1 Problem Statement

Data related to the manufacturing process of a soft drink are provided, including values of various parameters that control the process. The objective is to build a predictive model to predict the pH content based on the manufacturing process data.

2 Executive Summary

Since predicting the value of a numerical variable such as PH is a regression problem, our methodology consists of building five different models for the problem, and ranking their performance on a holdout portion of the training data provided. We then selected the model with the lowest RMSE value on the holdout data set. We developed predictors using the following models:

- Support Vector Machine
- Stochastic Gradient Boosting
- Random Forest
- Neural Network
- Generalized Linear Model

Comparing the model prediction errors on the holdout data set, we found that the Random Forest model consistently produced the best results, and we therefore selected it to make predictions on the test data set that was provided.

We also examined the most important predictors related to PH values. The more we understand the relationships between PH and the variable, the better we can manage PH through manipulating those variables effectively. The top 1 - 6 of most important variables are:

- Mnf.FLow,
- Band.Code_C (via one-hot-encoding of Brand.Code),
- Pressure.Vacuum,
- Oxygen.Filler, and
- Temperature.

2.1 Dependencies

Our code has dependencies on the following R packages.

library(caret)
library(caTools)
library(corrplot)
library(e1071)
library(fastDummies)
library(forecast)
library(ggplot2)
library(imputeTS)
library(lattice)
library(knitr)
library(ModelMetrics)
library(nnet)
library(randomForest)
library(readxl)
library(reshape2)
library(tidyr)
library(tidyverse)
library(xlsx)

# Show loaded packages.
(.packages())

##  [1] "xlsx"         "forcats"      "stringr"      "dplyr"       
##  [5] "purrr"        "readr"        "tibble"       "tidyverse"   
##  [9] "tidyr"        "reshape2"     "readxl"       "randomForest"
## [13] "nnet"         "ModelMetrics" "knitr"        "imputeTS"    
## [17] "forecast"     "fastDummies"  "e1071"        "corrplot"    
## [21] "caTools"      "caret"        "ggplot2"      "lattice"     
## [25] "stats"        "graphics"     "grDevices"    "utils"       
## [29] "datasets"     "methods"      "base"

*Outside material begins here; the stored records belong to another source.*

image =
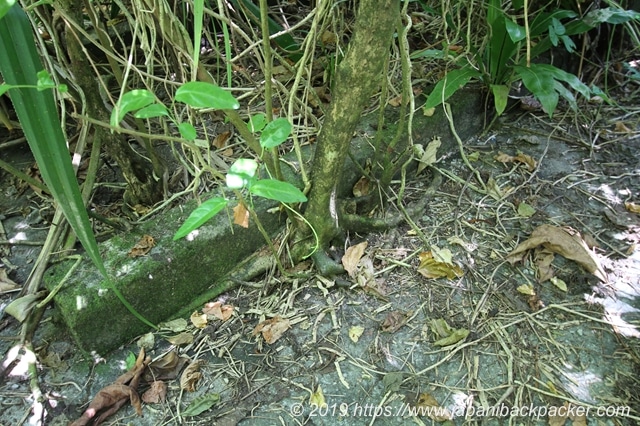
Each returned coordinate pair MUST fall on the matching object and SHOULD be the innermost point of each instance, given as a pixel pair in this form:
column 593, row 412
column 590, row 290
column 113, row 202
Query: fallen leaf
column 272, row 329
column 526, row 160
column 201, row 404
column 633, row 207
column 355, row 332
column 146, row 341
column 362, row 187
column 447, row 335
column 218, row 310
column 191, row 376
column 559, row 283
column 241, row 215
column 493, row 189
column 317, row 398
column 183, row 338
column 166, row 367
column 526, row 289
column 429, row 155
column 352, row 257
column 543, row 259
column 178, row 324
column 110, row 398
column 622, row 128
column 156, row 394
column 392, row 381
column 198, row 319
column 221, row 139
column 328, row 37
column 143, row 246
column 393, row 322
column 525, row 210
column 433, row 268
column 562, row 241
column 432, row 408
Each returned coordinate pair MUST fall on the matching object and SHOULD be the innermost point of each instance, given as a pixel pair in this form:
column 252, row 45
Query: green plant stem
column 527, row 32
column 23, row 176
column 268, row 84
column 449, row 115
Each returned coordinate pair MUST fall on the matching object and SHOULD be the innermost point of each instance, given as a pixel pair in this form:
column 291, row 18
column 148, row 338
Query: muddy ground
column 376, row 345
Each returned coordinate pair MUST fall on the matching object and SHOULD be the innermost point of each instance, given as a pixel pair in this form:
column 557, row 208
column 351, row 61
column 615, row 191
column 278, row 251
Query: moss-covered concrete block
column 176, row 277
column 158, row 285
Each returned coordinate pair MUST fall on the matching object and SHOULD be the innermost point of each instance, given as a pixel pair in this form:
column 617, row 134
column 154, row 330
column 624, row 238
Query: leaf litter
column 493, row 309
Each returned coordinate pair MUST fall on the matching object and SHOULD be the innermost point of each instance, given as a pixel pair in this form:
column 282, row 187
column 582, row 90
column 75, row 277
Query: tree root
column 359, row 223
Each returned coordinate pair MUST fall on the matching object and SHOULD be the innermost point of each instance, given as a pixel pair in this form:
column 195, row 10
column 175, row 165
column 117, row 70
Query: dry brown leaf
column 633, row 207
column 272, row 329
column 526, row 160
column 110, row 398
column 221, row 139
column 352, row 256
column 362, row 187
column 543, row 259
column 429, row 155
column 191, row 376
column 199, row 320
column 503, row 158
column 432, row 408
column 393, row 322
column 241, row 215
column 564, row 242
column 622, row 128
column 165, row 368
column 156, row 394
column 143, row 246
column 218, row 310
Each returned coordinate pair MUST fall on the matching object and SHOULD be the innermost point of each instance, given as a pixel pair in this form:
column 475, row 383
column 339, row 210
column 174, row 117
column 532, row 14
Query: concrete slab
column 177, row 277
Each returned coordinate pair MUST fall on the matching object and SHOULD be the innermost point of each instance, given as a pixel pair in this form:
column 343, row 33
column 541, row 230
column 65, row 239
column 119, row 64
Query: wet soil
column 365, row 344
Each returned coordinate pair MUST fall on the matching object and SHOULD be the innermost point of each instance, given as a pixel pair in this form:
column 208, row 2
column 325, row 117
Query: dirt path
column 388, row 340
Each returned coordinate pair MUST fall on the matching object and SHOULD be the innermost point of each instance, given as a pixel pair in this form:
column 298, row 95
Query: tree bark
column 358, row 77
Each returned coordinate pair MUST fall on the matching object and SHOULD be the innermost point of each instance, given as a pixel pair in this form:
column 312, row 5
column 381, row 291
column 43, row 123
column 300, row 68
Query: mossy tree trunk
column 143, row 185
column 358, row 77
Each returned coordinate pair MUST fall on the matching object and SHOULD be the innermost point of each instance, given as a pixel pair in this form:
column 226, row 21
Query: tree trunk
column 358, row 77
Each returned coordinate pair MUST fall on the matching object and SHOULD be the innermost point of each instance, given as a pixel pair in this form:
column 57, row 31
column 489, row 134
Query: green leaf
column 5, row 5
column 257, row 123
column 500, row 97
column 241, row 173
column 515, row 31
column 428, row 53
column 275, row 133
column 277, row 190
column 198, row 94
column 187, row 131
column 201, row 404
column 200, row 215
column 151, row 111
column 610, row 16
column 451, row 83
column 37, row 112
column 131, row 101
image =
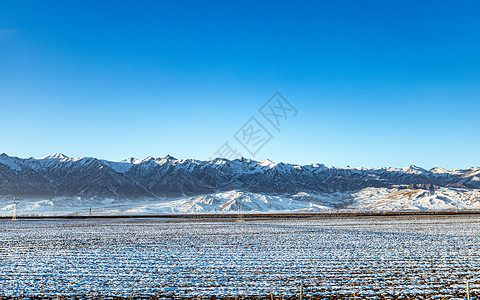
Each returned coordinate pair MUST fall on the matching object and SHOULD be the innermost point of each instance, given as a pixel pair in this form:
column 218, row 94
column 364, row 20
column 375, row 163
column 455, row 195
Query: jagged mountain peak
column 55, row 156
column 57, row 175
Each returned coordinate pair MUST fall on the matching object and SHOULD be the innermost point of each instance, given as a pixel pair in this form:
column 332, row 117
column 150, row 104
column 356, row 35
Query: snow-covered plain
column 367, row 257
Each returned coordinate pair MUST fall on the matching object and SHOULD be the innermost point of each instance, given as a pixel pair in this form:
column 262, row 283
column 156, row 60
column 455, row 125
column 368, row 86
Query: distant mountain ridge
column 57, row 175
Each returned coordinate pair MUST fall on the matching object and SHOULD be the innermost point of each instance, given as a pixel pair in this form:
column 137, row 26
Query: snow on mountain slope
column 55, row 183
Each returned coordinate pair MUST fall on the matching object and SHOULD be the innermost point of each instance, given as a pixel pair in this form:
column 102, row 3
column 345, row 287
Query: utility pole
column 240, row 212
column 15, row 202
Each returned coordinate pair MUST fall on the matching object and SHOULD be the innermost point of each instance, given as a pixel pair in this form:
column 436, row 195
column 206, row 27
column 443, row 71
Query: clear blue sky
column 375, row 83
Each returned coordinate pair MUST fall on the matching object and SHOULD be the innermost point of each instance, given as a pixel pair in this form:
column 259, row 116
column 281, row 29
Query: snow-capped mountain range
column 165, row 185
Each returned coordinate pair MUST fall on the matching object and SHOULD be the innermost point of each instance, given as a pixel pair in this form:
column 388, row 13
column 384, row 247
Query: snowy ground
column 369, row 199
column 396, row 257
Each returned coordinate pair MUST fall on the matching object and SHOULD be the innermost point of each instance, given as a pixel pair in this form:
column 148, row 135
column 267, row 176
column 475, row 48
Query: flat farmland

3 Data Initialization and Preprocessing

Below we can see a sample of the data, as read from Excel files. Our target variable is pH and each data vector, except for brand code, is numeric. However, we can convert this to a numeric vector easily. There are also some missing values that must be imputed. The only non-numeric data is the brand code.

training <- read_excel("StudentData.xlsx")
test     <- read_excel("StudentEvaluation.xlsx")

training <- dummy_cols(training, select_columns = training$Brand.Code)
test <- dummy_cols(test, select_columns = test$Brand.Code)

training <- as.data.frame(sapply(training, as.numeric))
test     <- as.data.frame(sapply(test, as.numeric))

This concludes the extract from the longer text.